Both men and women are trying to do the right thing, but by two different sets of rules that define what right is based on their gender differences. It is not about rights or wrongs, good or bad, or Mars versus Venus. It is simply about difference. We also see gender differences in both emotional intelligence and leadership styles between men and women, which can have a profound impact on one’s career advancement.
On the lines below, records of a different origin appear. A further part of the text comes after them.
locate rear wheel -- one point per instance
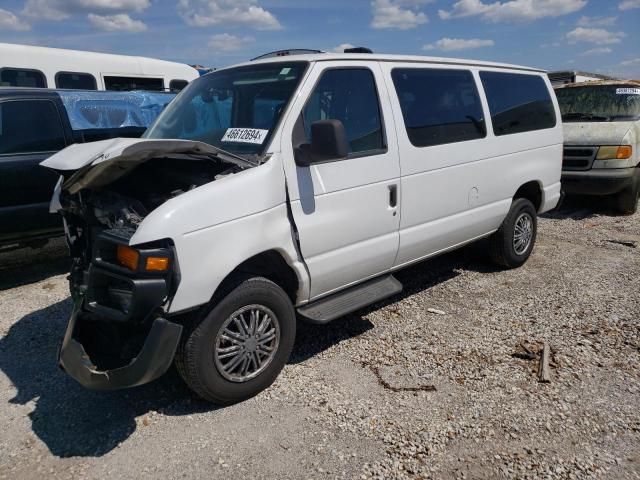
(239, 348)
(627, 200)
(513, 243)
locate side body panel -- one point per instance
(25, 187)
(220, 225)
(457, 192)
(347, 228)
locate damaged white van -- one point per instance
(291, 187)
(602, 140)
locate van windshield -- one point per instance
(235, 109)
(601, 103)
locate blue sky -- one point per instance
(592, 35)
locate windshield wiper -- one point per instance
(585, 116)
(233, 158)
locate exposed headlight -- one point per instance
(614, 152)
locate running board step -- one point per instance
(349, 300)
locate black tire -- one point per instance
(501, 244)
(627, 200)
(195, 356)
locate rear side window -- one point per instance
(439, 106)
(176, 86)
(518, 103)
(76, 81)
(15, 77)
(126, 84)
(30, 126)
(348, 95)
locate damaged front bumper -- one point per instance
(152, 361)
(605, 181)
(118, 335)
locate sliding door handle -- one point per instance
(393, 196)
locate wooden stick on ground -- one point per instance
(544, 376)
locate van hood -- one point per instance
(99, 163)
(595, 133)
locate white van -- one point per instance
(292, 187)
(602, 140)
(43, 67)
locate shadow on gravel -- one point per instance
(73, 421)
(27, 265)
(314, 339)
(581, 207)
(69, 419)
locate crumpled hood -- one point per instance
(595, 133)
(99, 163)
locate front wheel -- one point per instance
(627, 200)
(513, 243)
(239, 348)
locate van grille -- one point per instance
(578, 158)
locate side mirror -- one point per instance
(328, 142)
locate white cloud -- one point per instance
(585, 21)
(594, 35)
(61, 9)
(342, 47)
(398, 14)
(229, 43)
(10, 21)
(453, 44)
(512, 10)
(629, 4)
(629, 63)
(597, 51)
(205, 13)
(120, 22)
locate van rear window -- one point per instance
(30, 126)
(518, 102)
(439, 106)
(126, 84)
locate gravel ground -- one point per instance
(438, 382)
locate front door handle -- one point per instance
(393, 196)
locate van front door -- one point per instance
(346, 210)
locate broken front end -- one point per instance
(120, 333)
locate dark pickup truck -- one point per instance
(34, 124)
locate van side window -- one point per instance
(30, 126)
(15, 77)
(176, 86)
(76, 81)
(126, 84)
(518, 102)
(348, 95)
(439, 106)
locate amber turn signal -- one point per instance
(128, 257)
(157, 264)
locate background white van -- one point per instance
(42, 67)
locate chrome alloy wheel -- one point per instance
(247, 343)
(523, 233)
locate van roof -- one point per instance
(324, 57)
(593, 83)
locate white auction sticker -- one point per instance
(245, 135)
(628, 91)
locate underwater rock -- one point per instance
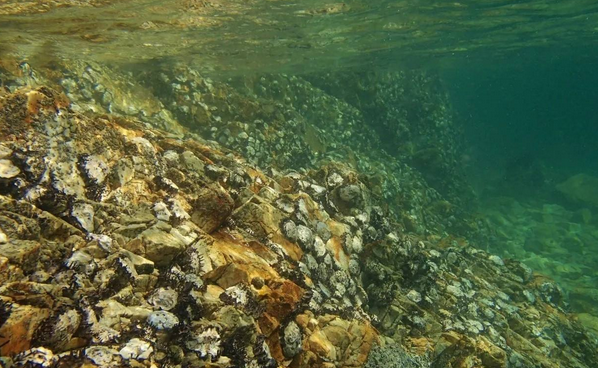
(291, 340)
(212, 289)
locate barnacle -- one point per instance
(207, 343)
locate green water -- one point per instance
(521, 77)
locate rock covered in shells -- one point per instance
(227, 278)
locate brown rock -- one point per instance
(212, 206)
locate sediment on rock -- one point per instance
(135, 246)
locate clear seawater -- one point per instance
(522, 77)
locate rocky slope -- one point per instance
(126, 245)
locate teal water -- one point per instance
(520, 76)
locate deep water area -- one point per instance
(264, 184)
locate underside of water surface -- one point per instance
(193, 183)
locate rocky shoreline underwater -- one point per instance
(170, 220)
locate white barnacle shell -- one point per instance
(162, 320)
(206, 343)
(84, 213)
(161, 211)
(36, 357)
(136, 349)
(96, 168)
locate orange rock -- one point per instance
(16, 333)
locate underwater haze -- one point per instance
(267, 183)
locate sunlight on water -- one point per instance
(253, 36)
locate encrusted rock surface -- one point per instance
(124, 245)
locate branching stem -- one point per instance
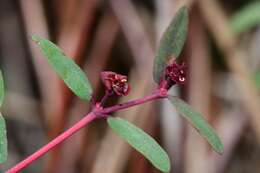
(97, 112)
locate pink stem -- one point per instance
(97, 112)
(83, 122)
(156, 95)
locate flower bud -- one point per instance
(115, 84)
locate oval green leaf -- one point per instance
(66, 68)
(171, 43)
(199, 123)
(142, 142)
(2, 94)
(3, 140)
(246, 18)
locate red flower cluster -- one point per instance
(176, 73)
(115, 83)
(173, 74)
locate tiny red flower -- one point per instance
(115, 83)
(176, 73)
(173, 74)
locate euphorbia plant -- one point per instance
(167, 73)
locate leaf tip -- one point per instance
(36, 38)
(220, 149)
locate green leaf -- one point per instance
(1, 88)
(66, 68)
(256, 79)
(142, 142)
(246, 18)
(3, 140)
(171, 43)
(198, 122)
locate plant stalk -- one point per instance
(97, 112)
(82, 123)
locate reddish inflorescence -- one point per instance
(115, 84)
(174, 74)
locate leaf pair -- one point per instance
(3, 137)
(170, 47)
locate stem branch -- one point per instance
(83, 122)
(156, 95)
(94, 114)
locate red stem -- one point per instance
(95, 113)
(87, 119)
(156, 95)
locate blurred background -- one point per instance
(222, 53)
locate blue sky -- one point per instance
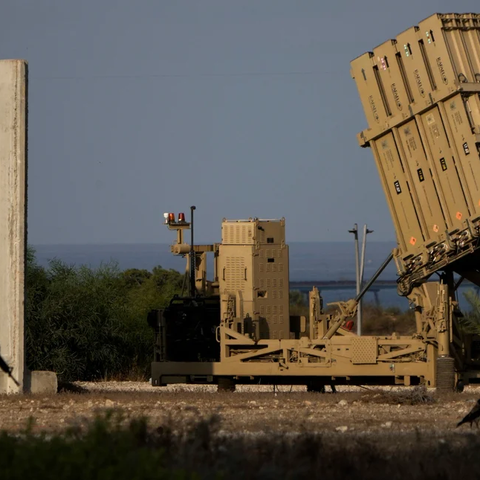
(242, 108)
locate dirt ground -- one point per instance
(250, 410)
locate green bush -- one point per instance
(89, 324)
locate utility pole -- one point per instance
(193, 291)
(359, 269)
(366, 231)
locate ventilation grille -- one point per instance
(235, 274)
(364, 350)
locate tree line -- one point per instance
(91, 324)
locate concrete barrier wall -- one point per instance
(13, 128)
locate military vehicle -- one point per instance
(421, 97)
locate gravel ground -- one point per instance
(250, 410)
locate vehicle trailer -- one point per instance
(421, 97)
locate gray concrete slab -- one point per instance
(13, 162)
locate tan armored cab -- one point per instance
(253, 276)
(420, 94)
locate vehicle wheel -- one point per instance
(315, 386)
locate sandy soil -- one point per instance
(249, 410)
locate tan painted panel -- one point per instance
(415, 68)
(13, 117)
(443, 67)
(397, 189)
(444, 171)
(362, 71)
(388, 68)
(256, 276)
(423, 189)
(463, 142)
(423, 65)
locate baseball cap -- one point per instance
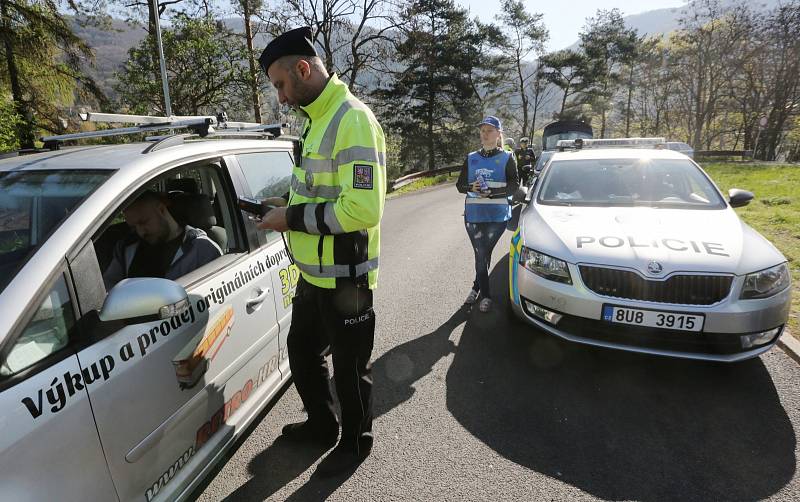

Men and women live in different cultures. It starts at birth and carries into adulthood. Men and women play by different rules and there are some key differences between the genders. Let’s take a look at how children play. Boys play games centered on conflict and competition (think race cars, cops and robbers, or any sports). In these games, boys learn how to win and lose, get to a goal, take risks, and play with people they do not like. In contrast, girls play games centered on relationships and getting along with no conflict (think tea parties, dolls, or dress up). In these games, girls learn how to negotiate, avoid conflict, and do what is fair for all with an even distribution of power.
As adults, we carry these lessons into the workplace in the way we work within a structure, hold meetings, work in teams, the different ways we talk, and in how we lead others. For example, let us examine how gender differences affect organizational structure. Men prefer to work in a hierarchical structure. This structure is both goal-focused and linear-focused, with a directive communication style. Women prefer to work in a flat structure that is process-focused and multi-faceted. Talking it over through discussion and involvement is the preferred communication style in a flat structure.
Second, the way men and women conduct meetings is very different. Men tend to get their “ducks in a row” and build alignment before the meeting, so when the meeting actually occurs, the substantial part of the meeting has already happened. Women, in sharp contrast, bring their ideas and discussion points to the meeting expecting to dialog with everyone involved, but unbeknownst to her, the meeting has already occurred.
As you might imagine, these gender differences can lead to very different perceptions of men and women in the workplace. Just as we cannot expect the same behavior from everyone, we cannot communicate with or lead everyone in the same way. By having an awareness of these differences, it can have a significant impact on your success as a trainer, as well as your organization’s ability to manage their employee’s talent.